Here is my model definition:
# Define factor model
with pm.Model() as model:
y_data = pm.Data('y', y)
# Parameters at factor level
intercept_size = pm.Normal(f'intercept_size', 0.0, 1.0, shape=(len(structure['size'].cat.categories)))
intercept_type = pm.Normal(f'intercept_type', 0.0, 1.0, shape=(len(structure['type'].cat.categories)))
j_size = structure['size'].cat.codes.values
j_type = structure['type'].cat.codes.values
intercept = pm.Deterministic('intercept', intercept_type[j_type] + intercept_size[j_size])
sigma = pm.Exponential('sigma', 1.0, shape=y.shape[1])
pm.Normal('obs', intercept, sigma, observed=y_data)

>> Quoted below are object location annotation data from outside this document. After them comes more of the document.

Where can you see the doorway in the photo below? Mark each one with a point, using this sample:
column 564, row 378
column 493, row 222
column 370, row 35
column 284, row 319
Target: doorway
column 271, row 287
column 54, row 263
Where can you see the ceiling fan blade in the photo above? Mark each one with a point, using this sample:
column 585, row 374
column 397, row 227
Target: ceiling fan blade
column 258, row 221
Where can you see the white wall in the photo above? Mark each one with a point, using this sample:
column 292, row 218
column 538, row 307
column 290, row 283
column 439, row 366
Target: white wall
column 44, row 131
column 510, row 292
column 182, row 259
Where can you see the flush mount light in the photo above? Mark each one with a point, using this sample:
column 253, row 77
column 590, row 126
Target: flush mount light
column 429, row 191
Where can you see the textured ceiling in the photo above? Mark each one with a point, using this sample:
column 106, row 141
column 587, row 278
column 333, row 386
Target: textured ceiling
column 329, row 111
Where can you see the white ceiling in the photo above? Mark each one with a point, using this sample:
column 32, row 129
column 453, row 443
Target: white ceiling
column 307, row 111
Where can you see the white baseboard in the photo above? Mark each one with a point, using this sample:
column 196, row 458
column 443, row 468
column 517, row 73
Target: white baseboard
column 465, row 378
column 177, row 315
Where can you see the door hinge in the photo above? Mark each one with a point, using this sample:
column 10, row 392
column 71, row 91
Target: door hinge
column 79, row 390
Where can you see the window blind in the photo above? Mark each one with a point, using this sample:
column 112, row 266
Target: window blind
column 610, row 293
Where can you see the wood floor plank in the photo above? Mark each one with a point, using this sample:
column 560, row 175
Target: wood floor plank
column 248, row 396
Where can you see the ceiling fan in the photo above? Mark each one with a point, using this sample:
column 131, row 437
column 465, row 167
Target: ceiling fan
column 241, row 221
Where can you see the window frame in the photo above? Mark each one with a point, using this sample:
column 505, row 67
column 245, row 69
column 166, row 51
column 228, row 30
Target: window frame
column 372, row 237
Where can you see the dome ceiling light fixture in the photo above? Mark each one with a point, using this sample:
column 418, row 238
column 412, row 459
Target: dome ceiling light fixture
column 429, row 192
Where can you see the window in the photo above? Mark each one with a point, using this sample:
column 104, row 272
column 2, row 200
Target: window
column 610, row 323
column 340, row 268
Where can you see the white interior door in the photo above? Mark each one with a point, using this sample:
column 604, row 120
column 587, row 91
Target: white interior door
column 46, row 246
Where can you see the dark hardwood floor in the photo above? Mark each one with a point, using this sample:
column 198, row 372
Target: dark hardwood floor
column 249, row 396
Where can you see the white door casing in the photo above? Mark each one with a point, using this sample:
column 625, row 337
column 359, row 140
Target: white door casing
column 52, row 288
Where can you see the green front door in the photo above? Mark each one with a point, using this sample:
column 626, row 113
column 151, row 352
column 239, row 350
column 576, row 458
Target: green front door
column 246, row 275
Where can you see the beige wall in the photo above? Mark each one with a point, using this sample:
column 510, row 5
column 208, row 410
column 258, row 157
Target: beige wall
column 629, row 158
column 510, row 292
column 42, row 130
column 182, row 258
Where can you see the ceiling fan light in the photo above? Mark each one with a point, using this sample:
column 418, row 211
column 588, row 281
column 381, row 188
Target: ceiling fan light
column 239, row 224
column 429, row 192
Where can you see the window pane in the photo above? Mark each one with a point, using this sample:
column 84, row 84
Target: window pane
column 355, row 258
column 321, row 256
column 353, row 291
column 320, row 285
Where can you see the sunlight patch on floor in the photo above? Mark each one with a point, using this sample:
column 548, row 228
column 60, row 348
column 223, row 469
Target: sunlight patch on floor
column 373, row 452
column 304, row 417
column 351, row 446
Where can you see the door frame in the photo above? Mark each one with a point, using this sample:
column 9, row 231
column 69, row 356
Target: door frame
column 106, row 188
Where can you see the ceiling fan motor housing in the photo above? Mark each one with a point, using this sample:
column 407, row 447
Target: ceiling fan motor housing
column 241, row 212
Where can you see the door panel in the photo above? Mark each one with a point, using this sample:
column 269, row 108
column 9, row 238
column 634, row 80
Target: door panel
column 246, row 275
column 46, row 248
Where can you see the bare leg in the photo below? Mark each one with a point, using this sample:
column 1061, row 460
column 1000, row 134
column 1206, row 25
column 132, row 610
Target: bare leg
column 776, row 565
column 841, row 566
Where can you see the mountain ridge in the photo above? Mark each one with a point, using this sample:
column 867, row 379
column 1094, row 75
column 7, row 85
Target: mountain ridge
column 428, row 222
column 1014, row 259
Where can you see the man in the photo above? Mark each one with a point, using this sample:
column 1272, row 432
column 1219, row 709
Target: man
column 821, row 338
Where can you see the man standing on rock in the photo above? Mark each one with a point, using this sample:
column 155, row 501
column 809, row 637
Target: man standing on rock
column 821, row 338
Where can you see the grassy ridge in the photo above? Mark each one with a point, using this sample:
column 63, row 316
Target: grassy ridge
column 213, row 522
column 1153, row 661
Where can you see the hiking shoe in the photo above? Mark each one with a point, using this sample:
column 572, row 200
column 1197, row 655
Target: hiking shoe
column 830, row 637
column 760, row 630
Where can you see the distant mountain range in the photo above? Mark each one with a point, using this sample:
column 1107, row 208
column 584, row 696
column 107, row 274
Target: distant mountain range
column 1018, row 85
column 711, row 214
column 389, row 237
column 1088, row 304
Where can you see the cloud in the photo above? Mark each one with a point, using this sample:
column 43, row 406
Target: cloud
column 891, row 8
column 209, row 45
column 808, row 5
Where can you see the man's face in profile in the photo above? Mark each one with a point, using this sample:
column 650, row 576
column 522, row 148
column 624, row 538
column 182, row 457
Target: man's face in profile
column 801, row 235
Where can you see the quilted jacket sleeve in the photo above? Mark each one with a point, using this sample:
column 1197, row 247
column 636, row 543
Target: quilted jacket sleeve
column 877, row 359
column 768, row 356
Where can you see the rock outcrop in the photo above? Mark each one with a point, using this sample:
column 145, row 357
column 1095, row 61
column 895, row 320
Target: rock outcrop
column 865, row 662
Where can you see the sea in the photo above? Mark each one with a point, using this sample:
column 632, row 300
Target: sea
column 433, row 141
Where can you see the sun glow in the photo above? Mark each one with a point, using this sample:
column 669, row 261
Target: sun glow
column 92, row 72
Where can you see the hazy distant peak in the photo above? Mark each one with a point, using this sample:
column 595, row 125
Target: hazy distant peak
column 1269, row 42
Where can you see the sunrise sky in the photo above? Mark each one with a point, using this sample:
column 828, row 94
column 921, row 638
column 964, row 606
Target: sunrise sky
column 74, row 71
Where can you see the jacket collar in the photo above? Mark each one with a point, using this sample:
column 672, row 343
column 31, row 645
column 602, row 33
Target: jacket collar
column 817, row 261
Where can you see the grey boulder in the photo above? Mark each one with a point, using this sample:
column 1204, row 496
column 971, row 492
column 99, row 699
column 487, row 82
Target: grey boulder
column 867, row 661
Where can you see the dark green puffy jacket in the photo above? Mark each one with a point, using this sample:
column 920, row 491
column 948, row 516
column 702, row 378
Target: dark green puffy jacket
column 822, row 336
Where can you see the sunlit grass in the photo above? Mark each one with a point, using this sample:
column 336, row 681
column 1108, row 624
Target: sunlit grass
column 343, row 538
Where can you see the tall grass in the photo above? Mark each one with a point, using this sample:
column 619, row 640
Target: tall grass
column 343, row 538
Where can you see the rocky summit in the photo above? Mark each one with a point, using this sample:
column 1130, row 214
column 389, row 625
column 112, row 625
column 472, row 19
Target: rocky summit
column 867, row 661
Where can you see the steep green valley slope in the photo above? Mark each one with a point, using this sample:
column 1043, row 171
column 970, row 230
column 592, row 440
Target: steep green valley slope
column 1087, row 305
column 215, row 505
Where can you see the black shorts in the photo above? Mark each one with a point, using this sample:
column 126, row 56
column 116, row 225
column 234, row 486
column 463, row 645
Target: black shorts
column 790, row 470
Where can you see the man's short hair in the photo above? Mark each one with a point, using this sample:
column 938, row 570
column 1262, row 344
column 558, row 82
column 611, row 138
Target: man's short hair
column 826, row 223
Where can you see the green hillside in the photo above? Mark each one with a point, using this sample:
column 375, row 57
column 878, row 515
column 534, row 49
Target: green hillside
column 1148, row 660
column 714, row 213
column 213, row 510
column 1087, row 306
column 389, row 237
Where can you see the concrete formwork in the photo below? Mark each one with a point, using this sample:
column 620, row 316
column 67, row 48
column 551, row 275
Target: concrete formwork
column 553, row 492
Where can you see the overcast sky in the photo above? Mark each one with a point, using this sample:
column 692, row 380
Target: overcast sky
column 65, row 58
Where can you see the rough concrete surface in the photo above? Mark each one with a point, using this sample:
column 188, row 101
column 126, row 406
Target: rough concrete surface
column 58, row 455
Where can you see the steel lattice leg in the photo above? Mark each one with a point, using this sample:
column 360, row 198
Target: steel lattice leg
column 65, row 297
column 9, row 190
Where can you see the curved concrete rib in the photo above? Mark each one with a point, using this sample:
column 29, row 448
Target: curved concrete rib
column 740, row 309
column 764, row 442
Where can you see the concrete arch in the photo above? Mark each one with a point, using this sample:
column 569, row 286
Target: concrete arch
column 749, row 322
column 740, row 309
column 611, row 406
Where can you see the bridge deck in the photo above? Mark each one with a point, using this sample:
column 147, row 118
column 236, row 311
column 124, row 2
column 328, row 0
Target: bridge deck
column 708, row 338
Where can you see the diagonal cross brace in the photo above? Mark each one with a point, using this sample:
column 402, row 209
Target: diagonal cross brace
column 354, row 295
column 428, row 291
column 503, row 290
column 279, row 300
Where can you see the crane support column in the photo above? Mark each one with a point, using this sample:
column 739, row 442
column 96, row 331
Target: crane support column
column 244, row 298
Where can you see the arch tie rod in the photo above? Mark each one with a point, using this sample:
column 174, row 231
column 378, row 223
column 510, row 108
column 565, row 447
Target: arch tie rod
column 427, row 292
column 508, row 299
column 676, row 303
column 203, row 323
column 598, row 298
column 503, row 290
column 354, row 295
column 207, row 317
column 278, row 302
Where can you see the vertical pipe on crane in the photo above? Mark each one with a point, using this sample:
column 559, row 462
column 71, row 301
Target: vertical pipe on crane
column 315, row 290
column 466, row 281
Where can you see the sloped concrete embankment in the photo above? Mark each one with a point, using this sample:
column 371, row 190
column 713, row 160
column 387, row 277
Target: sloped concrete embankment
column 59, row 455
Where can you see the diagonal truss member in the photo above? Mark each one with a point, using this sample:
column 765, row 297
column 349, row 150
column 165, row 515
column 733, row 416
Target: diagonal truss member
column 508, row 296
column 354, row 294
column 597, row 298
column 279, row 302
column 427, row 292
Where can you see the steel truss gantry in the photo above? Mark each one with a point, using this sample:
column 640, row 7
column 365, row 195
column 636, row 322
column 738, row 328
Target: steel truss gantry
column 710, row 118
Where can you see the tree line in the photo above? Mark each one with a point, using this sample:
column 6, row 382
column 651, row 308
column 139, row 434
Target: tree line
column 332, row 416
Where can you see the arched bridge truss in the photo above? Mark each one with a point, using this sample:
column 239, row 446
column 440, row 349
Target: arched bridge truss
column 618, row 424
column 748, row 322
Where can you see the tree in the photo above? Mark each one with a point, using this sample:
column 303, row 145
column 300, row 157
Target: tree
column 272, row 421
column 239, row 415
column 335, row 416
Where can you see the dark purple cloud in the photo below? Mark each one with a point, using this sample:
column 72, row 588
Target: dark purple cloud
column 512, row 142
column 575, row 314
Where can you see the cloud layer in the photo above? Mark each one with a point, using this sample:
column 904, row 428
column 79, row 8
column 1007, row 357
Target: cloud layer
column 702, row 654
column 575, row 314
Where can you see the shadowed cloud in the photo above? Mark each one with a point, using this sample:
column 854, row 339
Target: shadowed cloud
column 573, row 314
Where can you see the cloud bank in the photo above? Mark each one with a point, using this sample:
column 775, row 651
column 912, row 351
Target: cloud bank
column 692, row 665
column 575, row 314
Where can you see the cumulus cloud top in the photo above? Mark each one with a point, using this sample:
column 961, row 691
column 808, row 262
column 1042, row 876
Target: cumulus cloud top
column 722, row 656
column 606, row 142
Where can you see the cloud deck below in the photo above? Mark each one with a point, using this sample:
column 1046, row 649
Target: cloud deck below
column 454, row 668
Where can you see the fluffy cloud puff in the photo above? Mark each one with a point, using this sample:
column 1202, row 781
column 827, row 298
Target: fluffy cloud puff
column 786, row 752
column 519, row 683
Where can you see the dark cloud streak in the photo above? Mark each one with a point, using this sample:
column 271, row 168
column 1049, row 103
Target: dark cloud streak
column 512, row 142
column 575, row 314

When I fit the model to the data:
with model:
trace = pm.sample(target_accept=0.99, return_inferencedata=True)
I obtained highly correlated samples for the parameters intercept_size
and intercept_type
(correlation is basically perfect, ~ -0.99). I think this might not be surprising at first because there is some ambiguity. On the other hand, we have 9 individuals and 6 free parameters (3 for the size and 3 for the type), so from a linear algebra perspective, it should be possible to identify the parameters unambiguously.
My two questions are thus:
- Is there some mistake in the model definition?
- Is there a conceptual flaw in the model or in my thought that it should be possible to identify the parameters with the 9 individuals and 6 parameters?